After such great news I found it hard to concentrate on anything for a while. We headed off for breakfast in a retro style diner called Florida. No menus, formica tables and a great atmosphere. We were surrounded by well-dressed local enjoying a leisurely Sunday breakfast. Outside the main street had been cordoned off to allow people with two wheels to take over. Athletic lycra-clad enthusiasts on professional looking bikes mingled with children on tricycles and grandparents on old fashioned contraptions with baskets at the front. It was great to see such a positive gesture. Can you imagine it happening in London on a Sunday?

We stumbled upon a local flea market and spent a couple of hours rummaging through the brick-a-brack. Some of the larger items were amazing - gramophone players, beautiful furniture and pieces of art deco. Many of the items would have been prohibitively expensive in the UK. The bargains we liked the most were simply too heavy to transport back home so we settled on a rusty old licence plate and a pair of wooden cobblers shoes.

After coffee and a chocolate brownie in a lovely cafe we went to the second museum of our trip - The Museum of Gold. All Museums are free on the last Sunday of the month so we waited in a queue for a while alongside the usual bored children and sulky teenagers. I'm not a huge fan of museums as I generally lose interest after around an hour but this one was worth the wait.

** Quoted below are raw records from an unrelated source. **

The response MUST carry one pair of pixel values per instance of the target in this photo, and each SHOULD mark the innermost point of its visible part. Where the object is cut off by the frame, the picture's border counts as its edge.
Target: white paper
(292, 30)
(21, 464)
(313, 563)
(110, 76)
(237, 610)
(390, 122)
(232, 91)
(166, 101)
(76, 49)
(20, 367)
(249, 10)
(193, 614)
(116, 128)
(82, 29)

It houses the biggest collection of gold artefacts in the world and was very well presented.

During the afternoon we stumbled upon Bogota´s Gay Pride Parade. In such a conservative, Catholic country it was a surprise to see such a huge, colourful and extravagent display. Thousands of people lined the streets to watch the outrageous floats drive by. The brightly coloured vehicles were jam packed with semi naked men, women and transvestites wearing feathers and sequined outfits and waving the multi coloured flag of the Gay Pride movement.

There was also a very heavy military presence. Armour clad soldiers in khaki uniforms clutched huge sub machine guns or truncheons and watched the display with serious faces - no doubt partly to prove their masculinity to their comrades. Nobody seemed to mind them and they simply kept their distance at the same time as making their presence felt. As with most capital cities, Bogota is much more liberal as far as sexuality is concerned and it was great to see.

We stopped for a delicious slice of pizza before catching a taxi to Santa Rosa, an area around fifteen minutes drive away from the centre of town. Darkness was falling so we both thought it would be safer than walking. Modern office blocks, colonial buildings and designer shops indicated the wealth and prosperity of this particular barrio.

Several bars and restaurants were clustered around a few pedestrianised streets. We sat outside and ordered beer and snacks. In a city that is without doubt dangerous at night we found ourselves in a safe, confined enclosure. Security men with guns maintained a discreet distance but were a constant reminder that after hours the streets of Bogota are not the safest of places to be. Whilst sipping our beers we watched as well dressed couples and families with young children socialised with friends.

Bogata has been a complete revelation to me. It was nothing like I had expected. What surprises will the rest of Colombia hold for us I wondered?